Good Death and Bad Death

"All men are mad in some way or the other; and inasmuch as you deal discreetly with your madmen, so deal with God’s madmen, too—the rest of the world."
-Abraham Van Helsing

The world has grown very comfortable with capitalism, has settled into the idea of "earning" wealth equating to virtue. So why should it feel wrong when someone offers a one billion yen bounty for the death of a child murderer? That question is central to Takashi Miike's Shield of Straw (藁の楯 Wara no Tate). It's a film that questions the meaning of morality. It has several good action sequences but it is not really an action film. Nor is it intended to be realistic as many critics have presumed. It's a very good movie about this difficult question and all the action in the film is primarily to serve dialogue regarding the question.

The film is primarily told from the point of view of Mekari (Takao Ohsawa), one of a handful of police detectives charged with safely escorting the child murderer Kyomaru (Tatsuya Fujiwara) to Tokyo.

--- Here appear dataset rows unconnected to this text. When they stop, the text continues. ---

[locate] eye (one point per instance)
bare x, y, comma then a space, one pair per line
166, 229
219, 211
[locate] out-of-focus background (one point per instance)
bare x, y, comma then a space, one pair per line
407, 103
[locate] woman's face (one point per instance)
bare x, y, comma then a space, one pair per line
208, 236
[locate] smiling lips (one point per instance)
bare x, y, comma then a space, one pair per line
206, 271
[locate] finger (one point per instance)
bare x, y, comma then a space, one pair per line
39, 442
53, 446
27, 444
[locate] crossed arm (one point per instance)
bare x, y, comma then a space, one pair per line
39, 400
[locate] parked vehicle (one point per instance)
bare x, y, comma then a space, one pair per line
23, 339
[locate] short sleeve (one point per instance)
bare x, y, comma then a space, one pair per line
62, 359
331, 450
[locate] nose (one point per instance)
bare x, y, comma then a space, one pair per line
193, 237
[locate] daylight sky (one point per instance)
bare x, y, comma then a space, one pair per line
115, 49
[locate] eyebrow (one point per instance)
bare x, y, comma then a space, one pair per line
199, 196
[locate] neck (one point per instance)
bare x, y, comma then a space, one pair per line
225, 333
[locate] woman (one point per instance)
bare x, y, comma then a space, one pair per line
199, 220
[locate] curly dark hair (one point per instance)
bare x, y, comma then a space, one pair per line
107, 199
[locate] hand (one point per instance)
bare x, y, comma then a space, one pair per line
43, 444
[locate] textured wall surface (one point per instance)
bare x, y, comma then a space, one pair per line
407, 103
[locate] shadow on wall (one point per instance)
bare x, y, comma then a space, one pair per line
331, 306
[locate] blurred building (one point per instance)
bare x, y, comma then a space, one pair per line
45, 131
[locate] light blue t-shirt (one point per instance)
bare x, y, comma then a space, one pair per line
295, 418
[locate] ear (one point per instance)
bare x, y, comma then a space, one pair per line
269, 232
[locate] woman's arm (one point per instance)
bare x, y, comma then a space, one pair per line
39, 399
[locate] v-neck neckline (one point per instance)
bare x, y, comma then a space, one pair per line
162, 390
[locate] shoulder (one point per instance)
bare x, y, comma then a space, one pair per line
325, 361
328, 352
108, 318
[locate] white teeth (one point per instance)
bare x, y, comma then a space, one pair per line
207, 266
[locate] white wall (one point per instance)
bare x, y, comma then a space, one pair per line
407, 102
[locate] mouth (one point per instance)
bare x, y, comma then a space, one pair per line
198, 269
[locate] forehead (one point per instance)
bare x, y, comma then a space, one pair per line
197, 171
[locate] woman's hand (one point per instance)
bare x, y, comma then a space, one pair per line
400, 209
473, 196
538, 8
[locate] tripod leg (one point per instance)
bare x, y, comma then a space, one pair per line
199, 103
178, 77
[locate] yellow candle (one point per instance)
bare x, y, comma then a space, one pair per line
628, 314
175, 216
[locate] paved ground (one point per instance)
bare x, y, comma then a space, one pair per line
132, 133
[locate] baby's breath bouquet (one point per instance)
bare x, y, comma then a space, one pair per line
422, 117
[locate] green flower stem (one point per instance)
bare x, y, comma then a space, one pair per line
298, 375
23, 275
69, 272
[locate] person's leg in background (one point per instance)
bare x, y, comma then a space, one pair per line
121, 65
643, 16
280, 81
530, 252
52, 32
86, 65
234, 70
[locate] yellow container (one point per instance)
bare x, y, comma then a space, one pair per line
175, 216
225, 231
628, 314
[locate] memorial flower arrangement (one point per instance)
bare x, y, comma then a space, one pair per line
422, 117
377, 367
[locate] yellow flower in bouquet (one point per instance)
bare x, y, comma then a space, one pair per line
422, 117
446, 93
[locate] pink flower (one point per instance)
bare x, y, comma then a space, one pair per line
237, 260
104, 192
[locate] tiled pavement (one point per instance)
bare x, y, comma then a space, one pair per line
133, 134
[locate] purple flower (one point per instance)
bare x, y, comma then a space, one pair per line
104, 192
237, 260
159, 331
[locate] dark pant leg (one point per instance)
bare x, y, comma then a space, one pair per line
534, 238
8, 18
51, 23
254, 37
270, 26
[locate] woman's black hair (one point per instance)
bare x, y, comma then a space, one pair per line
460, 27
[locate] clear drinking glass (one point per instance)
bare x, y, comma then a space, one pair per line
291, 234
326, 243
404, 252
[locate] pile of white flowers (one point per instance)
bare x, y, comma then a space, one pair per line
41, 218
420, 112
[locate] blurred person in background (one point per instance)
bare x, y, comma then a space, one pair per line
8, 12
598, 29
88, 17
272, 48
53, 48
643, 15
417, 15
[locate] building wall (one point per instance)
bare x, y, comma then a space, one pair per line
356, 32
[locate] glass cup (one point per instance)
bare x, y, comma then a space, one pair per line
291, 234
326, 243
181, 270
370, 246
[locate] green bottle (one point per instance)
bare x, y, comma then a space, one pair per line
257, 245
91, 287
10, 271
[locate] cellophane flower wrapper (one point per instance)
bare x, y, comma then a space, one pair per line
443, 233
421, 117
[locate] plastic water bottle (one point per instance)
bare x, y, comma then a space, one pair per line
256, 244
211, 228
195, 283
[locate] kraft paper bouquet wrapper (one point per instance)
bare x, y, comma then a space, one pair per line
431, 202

This is somewhat challenging because the grandfather of one of the victims is offering a 1 billion yen reward for the death of Kyomaru by legal or illegal means. Every citizen and cop they encounter on the journey is a potential threat to Kyomaru's life.

Mekari himself is tempted--his wife was murdered by a truck driver years earlier and never brought to justice. His partner, Shiraiwa (Nanako Mastsushima), is a single mother. The two closest to Kyomaru are among those with the strongest motives to kill him.

One could draw comparisons to many Westerns--3:10 to Yuma, Ride the High Country or The Naked Spur but unlike those films, which feature moments where the villain is sympathetic, there is no redeeming quality to Kyomaru's personality. He raped and murdered several children and he boasts about it.

But he doesn't want to die--he turns himself into the police because he doesn't feel safe with the gangsters who'd been protecting him. Why is he compelled to provoke his protectors with boasting and mocking them? One might see this film as a spiritual sequel to The Dark Knight--the villain wants to live but he'd like to break the hero even more.

It's not hard to see why--Kyomaru has lived assuming morality is meaningless. If Mekari finds real value in his ethics, then Kyomaru's cynicism can no longer insulate him from the horror of his actions.

Mekari's position is trickier. The people who try to kill Kyomaru end up being good people who want the money for poor or ill loved ones, people who wouldn't mind going to prison so long as they get the money. There are also parents of other victims who gun for Kyomaru. Everyone assumes Kyomaru is going to get a death sentence anyway so why shouldn't someone kill him for money or for revenge?

This movie pits self interest against the social contract in a rather brutal manner. In the attempt to kill Kyomaru, one of the otherwise good people takes a child hostage with a knife. Several police officers are killed in the effort to keep Kyomaru safe. Such disorder is one argument as to why Kyomaru's fate should be mete out by the system. But what about the more fundamental question--if this system is in place to satisfy the collective morality, why shouldn't Mekari take a short cut?

The movie wisely doesn't answer this directly. The answer is conveyed more by feeling. But the film does show one moment where even Kyomaru can't suppress his admiration for Mekari.

In my favourite moment, Mekari tells Kyomaru about what he calls a fairy tale he tells himself about the ghost of his dead wife.

The performances are great, especially Takao Ohsawa's, and it's well shot. The tension is great, aided by a sickening feeling that the heroes may be ashamed of their victory in the end, that there may not be a right path or, even worse, there may be one.